Hmm.. read my solution again.
Because client generate random power each times, the first 2048bit is almost random (not detectable).
In my solution server already distributed it's public key, so key exchange is half done.
You can notice steps is not increased.
a. client send public key, username, address to server
b. server decrypt username to find the password, then use password to decrypt address
c. transfer rest data use the key from the password
Also this one don't need two password and always find the password by O(1).

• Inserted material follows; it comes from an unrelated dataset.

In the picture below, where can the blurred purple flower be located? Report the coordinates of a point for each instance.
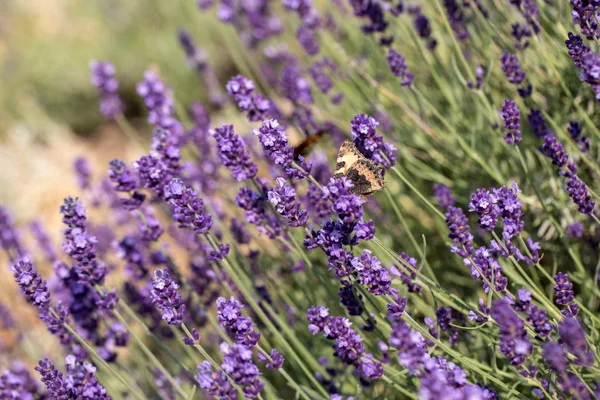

==clowwindy== commented on 27 Aug 2014

Sorry, I misunderstood your meaning. This is practically safer than using two PSKs. But still, in the client config, you have to set:

username: xxx
password: xxx
pubkey: xxx

Users don't understand why there're two passwords. If we can find out a way to reduce password and pubkey to just one, while username is still encrypted somehow with randomness, but server knows how to decrypted it in O(1), it is much easier for our users.

This can be explained as:

  • User Alice knows her username and her secret key.
  • User Carol also knows his username and his secret key.
  • There're also other users like Alice and Carol.
  • Bob knows all usernames and secret keys, but he shares no other knowledge with all the users.
  • Alice sends a message in cipher text to Bob.
  • Carol sends a message in cipher text to Bob.
  • Bob knows which username the cipher texts belong to in O(1) time. He can decrypt the cipher texts.
  • The eavesdropper Eve does not know which cipher text belongs to which user.
  • (Optional) Alice and Carol also can not tell which cipher text belongs to which user, if it is not their own cipher texts.

I'm not good at cryptography, therefore I can neither figure out a solution nor prove this is theoretical impossible yet. If this is impossible, we might compromise using two keys, no matter two PSKs or DH + PSK.

librehat commented on 12 Dec 2014

I believe there is no need to have lots of keys. We only need one key for one server, which serves as master key to encrypt all data. So the config file would something like:

server:"localhost",
server_port:8388,
......
pubkey:"pubkeyfile",
users: {
"alice":"alicepassword",
"bob":"bobpassword"
}

The pubkey can even be stored in the code if someone want to make a commercial product (that's another story).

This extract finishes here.